Drame aux Philippines

Il meurt après avoir été forcé à faire 300 squats

Pour avoir enfreint le couvre-feu, le 1er avril, près de Manille, un jeune homme de 28 ans a été durement puni. Il n’a pas survécu. Une enquête est en cours.

Un jeune homme de 28 ans est décédé le 3 avril, dans son logement de General Trias, une ville de la banlieue de Manille, aux Philippines. Il aurait été victime d’une punition de la police locale. Deux jours auparavant, Darren Manaog Penaredondo avait été surpris alors qu’il achetait une bouteille d’eau dans une épicerie, après l’heure du couvre-feu. Selon sa compagne, le jeune homme et d’autres personnes ayant enfreint les règles sanitaires ont alors été forcés à effectuer 100 squats, avec obligation de répéter l’exercice s’ils ne le faisaient pas à l’unisson.

En rentrant chez lui le lendemain matin, Darren avait effectué 300 squats et arrivait à peine à marcher, comme le montre une vidéo filmée par son amie. «Je lui ai demandé s’il s’était fait frapper. Il a juste souri mais manifestement, il souffrait», confie Reichelyn Balce, au média philippin Rappler. Ses jambes lui faisaient tellement mal que le jeune homme a passé sa journée à ramper au sol pour se déplacer. Le lendemain, en essayant de se rendre aux toilettes, Darren a été victime d’une série d’attaques et a dû être réanimé par un voisin.

«Nous voulons savoir ce qui s’est vraiment passé»

Le Philippin a repris connaissance mais a succombé vers 22h, sans avoir pu atteindre l’hôpital.

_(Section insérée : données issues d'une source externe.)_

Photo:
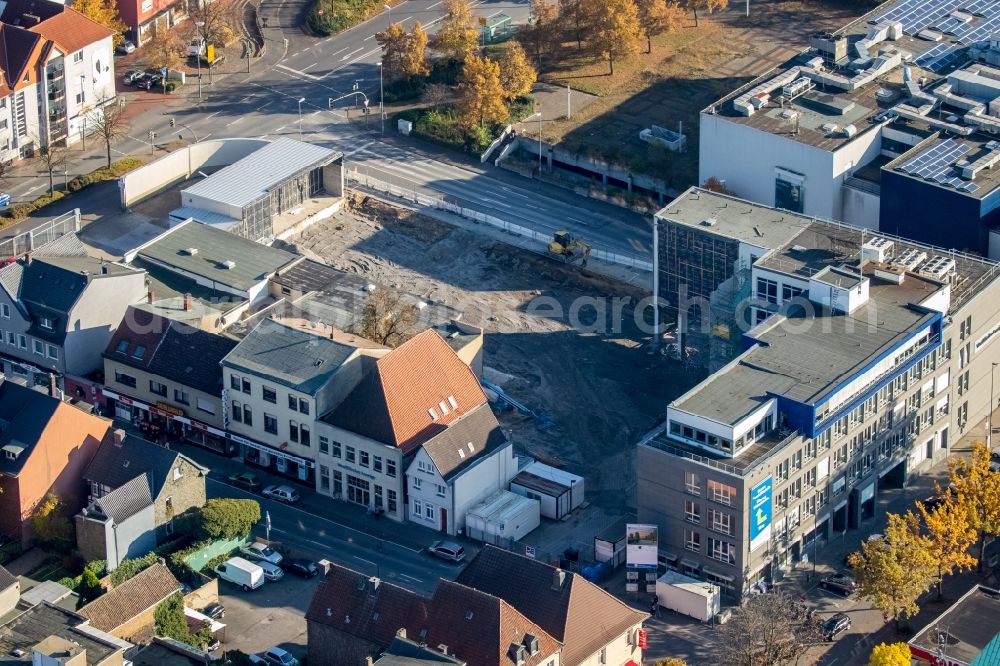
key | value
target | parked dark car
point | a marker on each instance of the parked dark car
(215, 611)
(246, 481)
(300, 567)
(834, 625)
(839, 583)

Rodolfo Cruz Jr, chef de la garde locale, confirme que Darren Manaog Penaredondo a été arrêté le 1er avril pour avoir enfreint le couvre-feu. Il précise toutefois que le jeune homme a ensuite été livré à la police municipale. De son côté, le lieutenant-colonel Marlo Solero dément le recours aux squats en guise de châtiment et affirme que ses hommes ont pour consigne de rappeler à l’ordre les contrevenants.

Lundi, le maire Antonio Ferrer a diffusé sur Facebook un communiqué annonçant l’ouverture d’une enquête complète. «Nous voulons savoir ce qui s’est vraiment passé, pour le bien de la famille», a-t-il écrit.

(L'essentiel/joc)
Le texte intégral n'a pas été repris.